Входная дверь начала открываться. После некоторой возни на пороге появилась необычно сгорбленная бабушка. Я не сразу узнал ее. Она почти задом вошла в квартиру и села в прихожей. В свете лампы я не сразу узнал ее и едва не принял за кого-то другого. Как будто это моя бабушка, но одновременно и не она. При этом дверь оставалась прикрытой. Как я понял, следом должен был войти дедушка. Но тот задержался на лестничной клетке и возился там, судя по звукам, и никак не переступал порог. Я пробежал глазами от бабушки до двери, потом обратно. Изменений не происходило. Мои вопросы оставались вопросами.
Наконец бабушка подняла лицо. Я действительно мог ее не узнать, если бы встретил вне дома. Одновременно опухшая и осунувшаяся, сильно заплаканная, взволнованная и растерянная. Она смотрела на меня и молчала. По одному ее виду вполне можно было получить подтверждение о произошедшей в нашей семье беде. Если вошла в квартиру первой она, а дедушка явно копается на лестнице, значит с ними все в порядке. Под вопросом у меня остаются вторая бабушка, а также родители. С кем-то из них что-то случилось. Кроме деда ответить мне сейчас точно никто не мог. Я так и замер в коридоре с телефоном в руке.
Тот появился на пороге через полминуты.
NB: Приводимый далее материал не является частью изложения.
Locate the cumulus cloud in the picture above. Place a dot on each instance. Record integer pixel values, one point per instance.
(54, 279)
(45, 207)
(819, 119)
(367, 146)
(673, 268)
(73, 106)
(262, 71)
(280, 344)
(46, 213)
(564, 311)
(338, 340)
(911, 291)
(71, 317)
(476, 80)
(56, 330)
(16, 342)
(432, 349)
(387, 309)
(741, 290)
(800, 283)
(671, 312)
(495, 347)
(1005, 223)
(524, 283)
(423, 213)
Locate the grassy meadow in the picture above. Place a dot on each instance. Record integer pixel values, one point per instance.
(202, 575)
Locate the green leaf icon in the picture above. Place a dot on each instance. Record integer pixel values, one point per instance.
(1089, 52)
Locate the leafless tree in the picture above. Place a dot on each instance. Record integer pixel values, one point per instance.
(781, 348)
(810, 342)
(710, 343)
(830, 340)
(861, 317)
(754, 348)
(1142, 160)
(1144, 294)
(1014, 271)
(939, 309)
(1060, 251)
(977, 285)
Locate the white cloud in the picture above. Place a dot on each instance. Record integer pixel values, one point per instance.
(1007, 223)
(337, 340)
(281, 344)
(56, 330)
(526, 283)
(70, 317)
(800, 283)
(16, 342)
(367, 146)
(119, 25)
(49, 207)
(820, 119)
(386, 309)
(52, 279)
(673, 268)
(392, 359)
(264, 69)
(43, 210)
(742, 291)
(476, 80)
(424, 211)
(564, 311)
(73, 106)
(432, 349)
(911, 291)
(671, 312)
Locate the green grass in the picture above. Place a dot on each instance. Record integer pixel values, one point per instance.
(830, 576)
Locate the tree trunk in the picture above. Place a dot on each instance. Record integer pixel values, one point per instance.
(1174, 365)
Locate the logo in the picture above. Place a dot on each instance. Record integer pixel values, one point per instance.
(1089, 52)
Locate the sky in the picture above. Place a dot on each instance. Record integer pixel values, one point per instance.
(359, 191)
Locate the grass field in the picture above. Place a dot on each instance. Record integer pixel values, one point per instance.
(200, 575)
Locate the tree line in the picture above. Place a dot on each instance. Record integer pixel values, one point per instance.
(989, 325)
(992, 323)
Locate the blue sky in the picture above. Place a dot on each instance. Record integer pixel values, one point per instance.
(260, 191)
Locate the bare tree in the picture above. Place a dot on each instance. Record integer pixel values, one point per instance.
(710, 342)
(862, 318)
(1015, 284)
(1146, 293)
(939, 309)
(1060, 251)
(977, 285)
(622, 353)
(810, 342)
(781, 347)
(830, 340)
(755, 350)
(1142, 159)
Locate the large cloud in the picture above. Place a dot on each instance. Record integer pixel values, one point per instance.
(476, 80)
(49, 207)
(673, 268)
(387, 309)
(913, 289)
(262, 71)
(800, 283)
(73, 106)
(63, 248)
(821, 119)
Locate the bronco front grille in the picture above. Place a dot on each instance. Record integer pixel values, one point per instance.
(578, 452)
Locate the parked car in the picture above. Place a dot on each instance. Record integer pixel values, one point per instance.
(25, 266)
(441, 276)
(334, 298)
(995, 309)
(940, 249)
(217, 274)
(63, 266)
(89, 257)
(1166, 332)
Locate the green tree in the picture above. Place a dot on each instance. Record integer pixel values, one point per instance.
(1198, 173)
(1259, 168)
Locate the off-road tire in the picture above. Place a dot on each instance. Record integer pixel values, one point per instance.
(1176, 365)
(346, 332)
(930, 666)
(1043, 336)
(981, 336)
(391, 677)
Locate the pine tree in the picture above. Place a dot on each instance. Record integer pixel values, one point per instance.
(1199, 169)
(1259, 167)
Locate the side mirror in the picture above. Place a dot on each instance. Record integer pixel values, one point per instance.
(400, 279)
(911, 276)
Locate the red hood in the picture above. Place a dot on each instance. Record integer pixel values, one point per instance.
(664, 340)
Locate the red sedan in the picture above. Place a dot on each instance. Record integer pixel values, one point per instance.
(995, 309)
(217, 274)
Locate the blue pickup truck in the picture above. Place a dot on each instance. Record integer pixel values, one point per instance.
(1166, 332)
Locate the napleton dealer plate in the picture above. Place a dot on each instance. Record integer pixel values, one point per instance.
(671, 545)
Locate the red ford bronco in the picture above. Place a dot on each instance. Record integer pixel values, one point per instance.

Все это время бабушка просто сидела в прихожей и смотрела на меня заплаканными глазами, молчала и будто готовилась произнести хоть какие-то слова, но не смогла. Дед закрыл за собой дверь, немного отдышался в проходе и продвинулся вперед так, что мне стало видно его лицо и его целиком. Он тоже как будто ссутулился. Лицо посерело, брови устало опустились. Круги под глазами превратились в отчетливо различимые мешки. Всегда опрятный и подтянутый вид главного инженера водоканала превратился в симбиоз неряшливо надетых вещей. Брюки на коленках оттопырились, носы ботинок были грязными, ворот рубашки расстегнут больше обычного. Расческа давно не касалась его волос.
– Тима! – наконец тихо протянул дед и бабушка заплакала.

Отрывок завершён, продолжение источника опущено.